Apr 2, 2011

Baby Blues Still Babies

We seem to have given spring a miss and gone straight into summer.  With today in the mid-70s and the last several days in the 80s, maybe now my few, fragile little Nemophila menziesii (Baby Blue Eyes) seedlings will put on a growth spurt.  I hope so--because it is very late for them to be as tiny as they are.

The guilty party looking for chow in potted plants
I haven't had great luck with these babies, except for one fantastic patio specimen two years ago.  I think they should change the common name of this plant from Baby Blue Eyes to Sparrow Chow.  Even my lovely specimen two years ago was initially eaten to a nub by white-crowned and gold-crowned sparrows--I know it was them, because I caught them in the act several times!  Once, for a split second I started to open the door to shoo away the sparrows, but then I thought "Whoa, the garden is for the birds. Birds are not pests."  But they do have a palate for Nemophila for some reason.  For human greens too--I haven't been able to grow salad greens such as lettuce and spinach for our own table, because the sparrows chow right through it. I'm not an energetic enough gardener to mess with netting and all that--I always just figure what grows grows, and what doesn't can get replaced by what does.

The great Nemophila of '09 miraculously rebounded and it must have gained the sparrows' respect, because they then allowed it mature. But it was in full, spectacular bloom in mid-March.  Last year I had just a couple pitiful little baby blues--just enough to luckily reseed a bit this year.  And this year's seedlings are still teeny tiny, with March now history.

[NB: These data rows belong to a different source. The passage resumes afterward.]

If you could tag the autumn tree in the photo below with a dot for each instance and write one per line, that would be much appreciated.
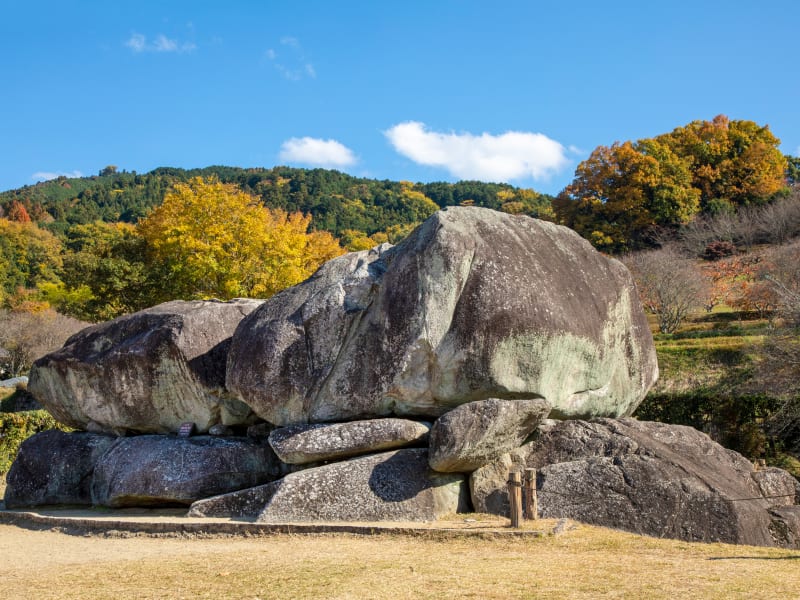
(732, 162)
(17, 212)
(27, 335)
(28, 256)
(670, 286)
(622, 191)
(104, 273)
(209, 239)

Here's the plant in March '09:

And here are its grandchildren today:

The sparrows haven't zeroed in on these pitiful little things--probably because they are too small to bother.  I have been looking at these tiny seedlings for months now, with no change.  So, I hope they get going and become real plants--maybe by month's end I can have a decent blue-eyed show that will coincide with the Clarkia concinna (Pink Ribbons) that reseeded quite nicely from last year.  Will get plenty of photographic evidence if I do!


  1. Wow, those are tiny! Mine are in full bloom right now.

    I wouldn't feel too guilty about chasing off sparrows, because sparrows are non-native.

  2. I had to smile at you chasing birds away, because I feel the same way about deer...I'm in their world!
    Wow, that Baby Blues in the pot was BIG. I'd like to sow some seeds in pots one year. Pretty.

  3. We are definitely in the wildlife's world--they were here first! I think the sparrows are native, but maybe someone can educate me on how nativity is defined with the winged beasts. They come here on their own power, and they weren't introduced from another continent. (House sparrows were, but I've never seen one of those in the yard.) The white-crowned and golden-crowned sparrows are with us only in winter. The golden-crowned have the loveliest, mournful, three-note song. I'm still hearing it daily and loving it--my golden-crowned friends have chosen to stay a bit longer than usual this year.